Is Turkey Pastrami Good For You? A Nutritious Deli Meat Option

You might think of pastrami as a New York classic, but it originated in Romania where it was made from goose breast, according to Sarah Green of “USA Today.” Pastrami, as most people know it, is made from beef — usually the belly — and is soaked in brine, smoked and steamed to make the tough meat tender. Compared to other deli meats, such as bologna or salami, pastrami is low in both calories and fat, but its high in sodium. Knowing the nutritional breakdown can help you decide how it might fit into your diet plan.
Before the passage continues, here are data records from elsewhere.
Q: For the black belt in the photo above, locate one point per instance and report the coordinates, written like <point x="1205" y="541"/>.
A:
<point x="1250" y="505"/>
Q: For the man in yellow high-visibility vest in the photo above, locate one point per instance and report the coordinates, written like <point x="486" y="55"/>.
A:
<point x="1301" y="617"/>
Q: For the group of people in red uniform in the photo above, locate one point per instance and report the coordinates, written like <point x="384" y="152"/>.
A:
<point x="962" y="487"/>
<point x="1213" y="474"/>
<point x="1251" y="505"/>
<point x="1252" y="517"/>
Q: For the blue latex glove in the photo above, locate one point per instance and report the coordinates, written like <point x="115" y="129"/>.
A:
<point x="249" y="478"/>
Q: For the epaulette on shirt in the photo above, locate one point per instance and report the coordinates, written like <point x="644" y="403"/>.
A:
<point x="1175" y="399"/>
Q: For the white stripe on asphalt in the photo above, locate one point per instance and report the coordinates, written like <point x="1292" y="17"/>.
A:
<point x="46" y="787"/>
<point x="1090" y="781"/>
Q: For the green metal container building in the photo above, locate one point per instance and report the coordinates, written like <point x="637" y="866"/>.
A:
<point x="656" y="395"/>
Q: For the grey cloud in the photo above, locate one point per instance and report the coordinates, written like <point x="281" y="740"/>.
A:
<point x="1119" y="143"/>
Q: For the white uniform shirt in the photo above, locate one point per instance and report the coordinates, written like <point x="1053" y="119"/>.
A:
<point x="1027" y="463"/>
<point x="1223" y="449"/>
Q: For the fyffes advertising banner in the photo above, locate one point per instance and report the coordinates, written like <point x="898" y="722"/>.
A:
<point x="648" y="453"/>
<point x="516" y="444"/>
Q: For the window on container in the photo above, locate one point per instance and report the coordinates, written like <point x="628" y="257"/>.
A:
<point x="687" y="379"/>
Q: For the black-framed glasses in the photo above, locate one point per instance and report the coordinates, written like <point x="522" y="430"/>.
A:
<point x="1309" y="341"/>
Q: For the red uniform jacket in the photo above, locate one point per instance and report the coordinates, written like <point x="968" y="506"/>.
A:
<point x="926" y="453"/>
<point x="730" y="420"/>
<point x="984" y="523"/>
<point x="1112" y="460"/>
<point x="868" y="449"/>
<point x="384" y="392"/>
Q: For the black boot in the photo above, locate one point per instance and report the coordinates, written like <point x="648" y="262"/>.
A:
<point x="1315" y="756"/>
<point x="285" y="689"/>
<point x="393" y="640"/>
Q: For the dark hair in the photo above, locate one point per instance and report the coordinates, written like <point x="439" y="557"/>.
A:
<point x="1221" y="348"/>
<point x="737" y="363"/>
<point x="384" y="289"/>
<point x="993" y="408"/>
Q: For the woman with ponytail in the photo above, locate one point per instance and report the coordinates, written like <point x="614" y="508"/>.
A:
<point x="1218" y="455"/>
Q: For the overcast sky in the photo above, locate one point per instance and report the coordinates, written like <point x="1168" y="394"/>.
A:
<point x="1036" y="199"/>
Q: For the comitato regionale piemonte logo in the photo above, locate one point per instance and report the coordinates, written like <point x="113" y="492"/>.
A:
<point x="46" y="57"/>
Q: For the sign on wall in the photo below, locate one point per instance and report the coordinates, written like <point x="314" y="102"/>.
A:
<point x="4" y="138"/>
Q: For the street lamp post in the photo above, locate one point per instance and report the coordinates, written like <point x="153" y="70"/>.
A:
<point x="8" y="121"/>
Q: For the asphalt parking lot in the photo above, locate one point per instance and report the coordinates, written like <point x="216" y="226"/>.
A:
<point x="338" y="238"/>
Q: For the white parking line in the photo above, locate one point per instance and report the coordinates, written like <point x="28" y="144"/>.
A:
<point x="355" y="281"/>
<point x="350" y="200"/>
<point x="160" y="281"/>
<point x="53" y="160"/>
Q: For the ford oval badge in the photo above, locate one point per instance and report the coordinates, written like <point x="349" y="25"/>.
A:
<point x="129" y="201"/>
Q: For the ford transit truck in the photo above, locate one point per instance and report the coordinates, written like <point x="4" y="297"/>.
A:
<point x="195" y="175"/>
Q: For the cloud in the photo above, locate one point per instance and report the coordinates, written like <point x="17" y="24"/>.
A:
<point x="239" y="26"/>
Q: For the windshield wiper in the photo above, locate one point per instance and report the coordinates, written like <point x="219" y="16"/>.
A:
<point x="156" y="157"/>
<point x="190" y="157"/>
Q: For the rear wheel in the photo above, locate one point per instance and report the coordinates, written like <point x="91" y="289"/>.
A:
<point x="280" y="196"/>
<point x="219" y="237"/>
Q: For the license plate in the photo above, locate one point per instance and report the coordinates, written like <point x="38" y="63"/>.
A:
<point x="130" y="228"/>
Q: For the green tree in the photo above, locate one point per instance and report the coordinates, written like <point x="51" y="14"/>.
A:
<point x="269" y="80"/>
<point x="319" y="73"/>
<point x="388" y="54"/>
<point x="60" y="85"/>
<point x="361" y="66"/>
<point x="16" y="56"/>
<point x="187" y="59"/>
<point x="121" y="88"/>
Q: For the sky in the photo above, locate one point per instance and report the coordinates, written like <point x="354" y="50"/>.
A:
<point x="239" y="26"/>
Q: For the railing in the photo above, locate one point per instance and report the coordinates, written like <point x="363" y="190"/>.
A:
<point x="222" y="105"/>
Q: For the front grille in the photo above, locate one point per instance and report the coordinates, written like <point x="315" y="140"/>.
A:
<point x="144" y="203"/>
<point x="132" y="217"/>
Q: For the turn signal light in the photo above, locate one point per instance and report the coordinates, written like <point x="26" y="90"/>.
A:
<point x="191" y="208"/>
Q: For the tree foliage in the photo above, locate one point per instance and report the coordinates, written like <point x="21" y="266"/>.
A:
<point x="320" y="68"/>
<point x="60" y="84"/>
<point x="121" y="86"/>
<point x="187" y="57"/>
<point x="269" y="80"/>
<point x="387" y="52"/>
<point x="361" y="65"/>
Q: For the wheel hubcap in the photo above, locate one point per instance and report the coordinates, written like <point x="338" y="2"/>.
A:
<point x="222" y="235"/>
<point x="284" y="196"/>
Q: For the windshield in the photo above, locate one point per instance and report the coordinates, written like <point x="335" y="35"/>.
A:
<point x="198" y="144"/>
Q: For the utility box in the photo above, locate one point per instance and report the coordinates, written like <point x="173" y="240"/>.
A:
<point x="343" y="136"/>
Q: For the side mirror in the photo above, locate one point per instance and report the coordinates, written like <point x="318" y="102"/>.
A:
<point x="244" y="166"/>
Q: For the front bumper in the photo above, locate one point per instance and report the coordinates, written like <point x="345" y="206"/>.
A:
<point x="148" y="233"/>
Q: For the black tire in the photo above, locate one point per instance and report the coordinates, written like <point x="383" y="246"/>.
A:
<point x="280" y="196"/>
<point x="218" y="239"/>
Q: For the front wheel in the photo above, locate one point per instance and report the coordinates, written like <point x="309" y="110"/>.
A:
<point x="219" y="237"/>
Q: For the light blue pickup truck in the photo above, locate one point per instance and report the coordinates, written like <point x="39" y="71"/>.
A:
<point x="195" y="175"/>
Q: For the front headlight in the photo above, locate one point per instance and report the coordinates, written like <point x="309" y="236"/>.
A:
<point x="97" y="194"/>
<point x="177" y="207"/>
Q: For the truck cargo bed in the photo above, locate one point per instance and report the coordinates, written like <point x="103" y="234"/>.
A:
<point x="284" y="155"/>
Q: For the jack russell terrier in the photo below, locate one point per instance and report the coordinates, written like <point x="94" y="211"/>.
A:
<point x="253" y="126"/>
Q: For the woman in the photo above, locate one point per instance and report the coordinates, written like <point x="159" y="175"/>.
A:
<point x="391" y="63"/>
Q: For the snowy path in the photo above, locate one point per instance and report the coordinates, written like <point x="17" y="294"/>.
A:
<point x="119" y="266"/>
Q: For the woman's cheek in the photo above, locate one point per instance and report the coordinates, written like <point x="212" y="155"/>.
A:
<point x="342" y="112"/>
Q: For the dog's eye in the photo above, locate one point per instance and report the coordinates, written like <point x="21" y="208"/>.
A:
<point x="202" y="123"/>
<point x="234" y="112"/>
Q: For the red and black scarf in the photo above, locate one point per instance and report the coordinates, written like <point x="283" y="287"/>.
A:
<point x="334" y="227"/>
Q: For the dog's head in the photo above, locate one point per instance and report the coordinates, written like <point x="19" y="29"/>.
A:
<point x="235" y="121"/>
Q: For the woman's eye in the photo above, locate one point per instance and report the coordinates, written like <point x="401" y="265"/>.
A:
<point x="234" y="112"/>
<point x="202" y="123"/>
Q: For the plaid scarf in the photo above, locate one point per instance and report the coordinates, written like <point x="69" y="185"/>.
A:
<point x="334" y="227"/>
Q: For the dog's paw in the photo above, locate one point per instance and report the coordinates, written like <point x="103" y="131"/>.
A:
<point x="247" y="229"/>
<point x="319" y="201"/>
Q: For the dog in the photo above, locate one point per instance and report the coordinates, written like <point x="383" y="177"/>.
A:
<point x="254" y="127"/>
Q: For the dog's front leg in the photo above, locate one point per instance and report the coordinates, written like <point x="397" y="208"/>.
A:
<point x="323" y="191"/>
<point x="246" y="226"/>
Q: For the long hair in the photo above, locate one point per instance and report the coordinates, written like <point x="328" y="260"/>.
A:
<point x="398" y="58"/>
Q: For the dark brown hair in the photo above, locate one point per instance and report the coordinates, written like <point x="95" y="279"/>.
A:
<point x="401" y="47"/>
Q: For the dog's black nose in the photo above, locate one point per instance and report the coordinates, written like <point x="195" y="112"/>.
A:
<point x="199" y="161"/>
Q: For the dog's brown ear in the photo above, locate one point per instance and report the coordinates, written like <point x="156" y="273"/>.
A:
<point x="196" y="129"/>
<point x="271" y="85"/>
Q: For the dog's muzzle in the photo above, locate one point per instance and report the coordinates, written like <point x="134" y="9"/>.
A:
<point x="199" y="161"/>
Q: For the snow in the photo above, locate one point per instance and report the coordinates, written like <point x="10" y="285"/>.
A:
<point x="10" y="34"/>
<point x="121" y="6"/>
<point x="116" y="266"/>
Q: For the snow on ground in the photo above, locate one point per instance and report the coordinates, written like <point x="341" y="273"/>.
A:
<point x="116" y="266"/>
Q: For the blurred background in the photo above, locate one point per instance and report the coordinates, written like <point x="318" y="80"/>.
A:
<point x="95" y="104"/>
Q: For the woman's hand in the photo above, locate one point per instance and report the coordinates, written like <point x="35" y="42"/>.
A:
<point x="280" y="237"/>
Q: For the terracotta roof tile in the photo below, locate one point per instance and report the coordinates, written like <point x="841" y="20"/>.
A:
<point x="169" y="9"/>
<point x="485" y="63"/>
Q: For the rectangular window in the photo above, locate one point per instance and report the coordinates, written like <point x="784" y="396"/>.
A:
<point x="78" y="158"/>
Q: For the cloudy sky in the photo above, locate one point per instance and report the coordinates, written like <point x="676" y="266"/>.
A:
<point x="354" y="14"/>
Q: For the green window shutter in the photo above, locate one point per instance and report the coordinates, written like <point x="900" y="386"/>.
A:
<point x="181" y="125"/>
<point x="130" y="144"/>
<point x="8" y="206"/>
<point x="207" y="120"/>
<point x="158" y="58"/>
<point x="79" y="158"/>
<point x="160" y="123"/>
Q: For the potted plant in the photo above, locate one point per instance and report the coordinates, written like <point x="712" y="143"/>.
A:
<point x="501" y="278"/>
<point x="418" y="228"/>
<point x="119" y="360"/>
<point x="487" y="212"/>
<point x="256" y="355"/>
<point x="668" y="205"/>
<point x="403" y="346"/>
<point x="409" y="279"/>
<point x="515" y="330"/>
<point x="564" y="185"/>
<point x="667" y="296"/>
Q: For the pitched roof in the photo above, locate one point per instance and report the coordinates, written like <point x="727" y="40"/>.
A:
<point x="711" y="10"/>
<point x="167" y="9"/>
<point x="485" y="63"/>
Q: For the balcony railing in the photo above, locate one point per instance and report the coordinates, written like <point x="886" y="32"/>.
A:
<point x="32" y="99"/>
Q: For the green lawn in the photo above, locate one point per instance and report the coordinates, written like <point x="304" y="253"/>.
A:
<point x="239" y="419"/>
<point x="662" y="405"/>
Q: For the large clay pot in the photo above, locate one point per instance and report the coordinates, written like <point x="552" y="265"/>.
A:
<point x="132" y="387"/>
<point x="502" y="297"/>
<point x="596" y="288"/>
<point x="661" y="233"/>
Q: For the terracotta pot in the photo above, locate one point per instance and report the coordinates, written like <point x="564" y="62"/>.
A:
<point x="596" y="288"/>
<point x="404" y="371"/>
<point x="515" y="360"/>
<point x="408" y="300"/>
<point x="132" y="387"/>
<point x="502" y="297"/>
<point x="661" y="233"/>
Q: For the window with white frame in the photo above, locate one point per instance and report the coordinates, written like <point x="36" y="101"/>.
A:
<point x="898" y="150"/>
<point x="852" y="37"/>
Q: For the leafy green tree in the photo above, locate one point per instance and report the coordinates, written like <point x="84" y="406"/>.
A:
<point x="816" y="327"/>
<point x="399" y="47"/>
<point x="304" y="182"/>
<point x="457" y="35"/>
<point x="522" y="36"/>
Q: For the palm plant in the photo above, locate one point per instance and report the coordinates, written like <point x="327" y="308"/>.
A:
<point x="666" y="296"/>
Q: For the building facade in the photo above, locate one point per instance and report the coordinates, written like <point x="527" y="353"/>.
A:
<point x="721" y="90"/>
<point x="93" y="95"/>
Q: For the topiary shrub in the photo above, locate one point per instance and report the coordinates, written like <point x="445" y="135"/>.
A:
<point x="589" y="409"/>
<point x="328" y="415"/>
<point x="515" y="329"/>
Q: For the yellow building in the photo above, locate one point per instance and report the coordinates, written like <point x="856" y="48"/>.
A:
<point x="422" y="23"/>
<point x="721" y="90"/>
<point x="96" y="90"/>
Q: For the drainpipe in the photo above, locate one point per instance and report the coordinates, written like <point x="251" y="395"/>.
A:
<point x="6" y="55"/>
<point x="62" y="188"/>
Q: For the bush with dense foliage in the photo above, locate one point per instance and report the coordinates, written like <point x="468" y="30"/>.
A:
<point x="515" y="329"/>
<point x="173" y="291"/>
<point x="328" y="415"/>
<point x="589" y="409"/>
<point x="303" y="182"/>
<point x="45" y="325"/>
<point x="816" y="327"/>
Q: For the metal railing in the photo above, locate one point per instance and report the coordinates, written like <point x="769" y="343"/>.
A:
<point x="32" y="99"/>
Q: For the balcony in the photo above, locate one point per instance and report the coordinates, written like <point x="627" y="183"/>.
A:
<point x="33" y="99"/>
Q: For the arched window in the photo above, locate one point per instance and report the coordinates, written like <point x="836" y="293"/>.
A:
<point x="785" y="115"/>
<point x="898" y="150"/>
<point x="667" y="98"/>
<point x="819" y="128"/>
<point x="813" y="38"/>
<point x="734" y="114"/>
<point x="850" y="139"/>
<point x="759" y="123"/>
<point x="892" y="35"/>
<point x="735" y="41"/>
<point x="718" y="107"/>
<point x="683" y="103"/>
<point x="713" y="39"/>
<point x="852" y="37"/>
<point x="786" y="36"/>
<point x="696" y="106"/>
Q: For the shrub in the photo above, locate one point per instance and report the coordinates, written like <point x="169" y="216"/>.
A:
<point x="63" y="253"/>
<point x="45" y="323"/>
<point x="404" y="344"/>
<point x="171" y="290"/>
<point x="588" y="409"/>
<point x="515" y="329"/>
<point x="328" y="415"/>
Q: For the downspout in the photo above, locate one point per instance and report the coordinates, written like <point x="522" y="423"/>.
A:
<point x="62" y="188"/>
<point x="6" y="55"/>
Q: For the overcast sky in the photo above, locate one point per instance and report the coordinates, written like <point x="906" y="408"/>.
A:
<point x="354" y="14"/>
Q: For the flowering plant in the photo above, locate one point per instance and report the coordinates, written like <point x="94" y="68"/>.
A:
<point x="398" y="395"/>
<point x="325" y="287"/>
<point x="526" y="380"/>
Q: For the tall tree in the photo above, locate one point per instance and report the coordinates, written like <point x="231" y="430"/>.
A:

A 1-ounce serving of beef pastrami has 41 calories, which is about the same number of calories in deli turkey and ham, both considered lean, low-calorie sandwich options. If you prefer poultry to beef, the turkey pastrami is also a good low-calorie option with 39 calories per 1-ounce serving. Most Americans eat too many calories, according to the U.S. Department of Agriculture, and including more low-calorie food options can help you cut back and help you better manage your weight.

Turkey pastrami has become an increasingly popular deli meat choice for health-conscious consumers looking for a flavorful sandwich filler or salad topping. But is this smoked and cured turkey really better for you than traditional beef pastrami? Let’s take a closer look at the nutritional profile of turkey pastrami to find out if it deserves a place in a balanced, healthy diet.

What is Turkey Pastrami?

Turkey pastrami starts with raw turkey breast meat that is brined or cured with a salt and spice mixture. This curing process helps add flavor and preserves the meat. After curing, the turkey breast is smoked to give it that distinctive pastrami taste and texture that people know and love. The end result is a deliciously smokey and savory sliced deli meat.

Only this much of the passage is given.